This practice note provides an overview of the federal and state agencies regulating hemp and cannabidiol (CBD) products, as well as an overview of current federal and state regulations and requirements for the marketing and sale of CBD products.

Federal Legalization of Industrial Hemp and CBD

Prior to 2018, industrial hemp and industrial hemp-derived compounds, such as CBD, were considered “marihuana” under federal law. Until that time, marihuana compounds were identified as Schedule 1 substances under the Controlled Substances Act of 1970, 21 U.S.C. §§ 801–971 (Ch. 13 Drug Abuse Prevention and Control) (CSA).
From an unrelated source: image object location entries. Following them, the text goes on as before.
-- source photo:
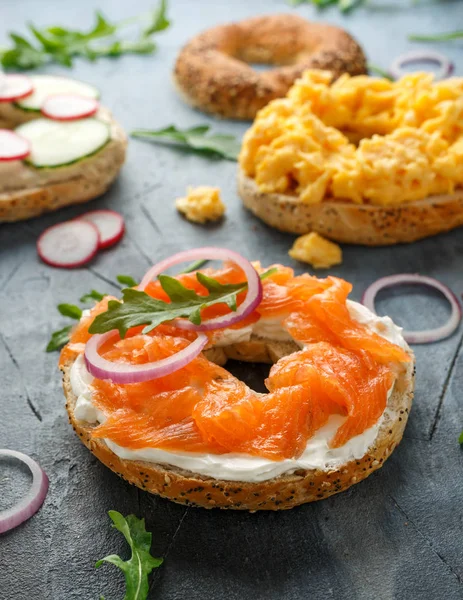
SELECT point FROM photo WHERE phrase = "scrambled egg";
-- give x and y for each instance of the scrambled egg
(316, 250)
(361, 139)
(201, 204)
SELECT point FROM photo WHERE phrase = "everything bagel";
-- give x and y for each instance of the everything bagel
(338, 399)
(213, 71)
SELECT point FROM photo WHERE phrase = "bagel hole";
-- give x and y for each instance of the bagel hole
(252, 374)
(15, 481)
(413, 306)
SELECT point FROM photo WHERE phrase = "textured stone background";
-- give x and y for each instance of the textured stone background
(398, 535)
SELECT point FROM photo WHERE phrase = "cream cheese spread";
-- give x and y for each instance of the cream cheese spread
(243, 467)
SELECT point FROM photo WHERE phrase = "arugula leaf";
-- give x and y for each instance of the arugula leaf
(92, 295)
(141, 563)
(194, 139)
(59, 339)
(61, 45)
(439, 37)
(138, 308)
(159, 20)
(70, 310)
(126, 280)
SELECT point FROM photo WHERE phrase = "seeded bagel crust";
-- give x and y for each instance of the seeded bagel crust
(354, 223)
(212, 71)
(47, 189)
(279, 493)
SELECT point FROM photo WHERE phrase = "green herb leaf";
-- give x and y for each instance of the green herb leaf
(195, 139)
(141, 563)
(61, 45)
(70, 310)
(59, 339)
(439, 37)
(126, 280)
(92, 295)
(138, 308)
(159, 20)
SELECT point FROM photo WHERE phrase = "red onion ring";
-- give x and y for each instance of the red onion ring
(425, 336)
(421, 56)
(124, 373)
(32, 501)
(253, 296)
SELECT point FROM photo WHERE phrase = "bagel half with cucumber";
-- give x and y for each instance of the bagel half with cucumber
(58, 146)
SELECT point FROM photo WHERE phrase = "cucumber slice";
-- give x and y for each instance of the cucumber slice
(48, 85)
(59, 143)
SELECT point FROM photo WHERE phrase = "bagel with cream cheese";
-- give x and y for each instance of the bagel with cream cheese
(359, 160)
(213, 71)
(28, 189)
(253, 480)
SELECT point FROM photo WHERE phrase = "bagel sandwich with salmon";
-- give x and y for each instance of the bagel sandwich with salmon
(146, 392)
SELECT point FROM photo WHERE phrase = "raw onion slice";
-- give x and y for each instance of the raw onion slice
(428, 335)
(124, 373)
(253, 296)
(32, 501)
(14, 87)
(109, 223)
(69, 244)
(69, 107)
(13, 146)
(418, 56)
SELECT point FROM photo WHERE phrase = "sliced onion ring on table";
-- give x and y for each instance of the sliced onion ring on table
(416, 57)
(14, 87)
(254, 291)
(32, 501)
(125, 373)
(428, 335)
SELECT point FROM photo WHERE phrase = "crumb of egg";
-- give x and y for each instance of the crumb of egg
(314, 249)
(201, 204)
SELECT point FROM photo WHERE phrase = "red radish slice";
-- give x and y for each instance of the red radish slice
(109, 223)
(15, 87)
(70, 244)
(69, 107)
(13, 146)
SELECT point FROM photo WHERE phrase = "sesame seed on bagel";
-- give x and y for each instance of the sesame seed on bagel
(214, 70)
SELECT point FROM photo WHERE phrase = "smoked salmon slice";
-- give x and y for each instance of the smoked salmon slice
(343, 368)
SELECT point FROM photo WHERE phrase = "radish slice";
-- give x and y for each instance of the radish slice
(253, 296)
(124, 373)
(109, 223)
(417, 57)
(13, 146)
(70, 244)
(32, 501)
(428, 335)
(69, 107)
(15, 87)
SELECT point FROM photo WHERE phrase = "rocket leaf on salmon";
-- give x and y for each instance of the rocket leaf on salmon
(138, 308)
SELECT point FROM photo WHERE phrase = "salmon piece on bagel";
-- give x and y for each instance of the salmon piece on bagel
(337, 400)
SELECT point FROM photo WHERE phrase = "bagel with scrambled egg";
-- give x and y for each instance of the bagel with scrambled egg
(213, 71)
(31, 187)
(359, 160)
(115, 421)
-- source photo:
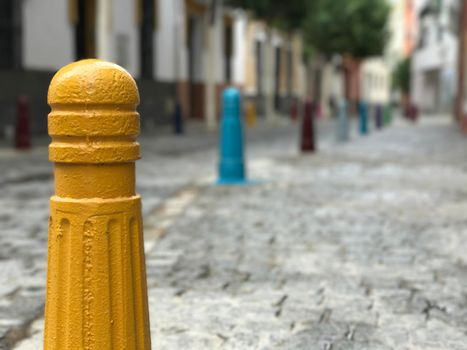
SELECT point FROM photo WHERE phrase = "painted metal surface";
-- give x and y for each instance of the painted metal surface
(378, 116)
(387, 115)
(96, 280)
(231, 153)
(307, 143)
(342, 122)
(250, 114)
(363, 117)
The Agricultural Improvement Act of 2018 (2018 Farm Bill), which became U.S. law in December 2018, expressly removed “hemp” from the definition of “marihuana” under the  CSA, thereby legalizing industrial hemp and industrial hemp-derived compounds. Under the 2018 Farm Bill, hemp was defined as “the plant Cannabis sativa L. and any part of that plant, including the seeds thereof and all derivatives, extracts, cannabinoids, isomers, acids, salts, and salts of isomers, whether growing or not, with a delta-9 tetrahydrocannabinol concentration of not more than 0.3% on a dry weight basis.”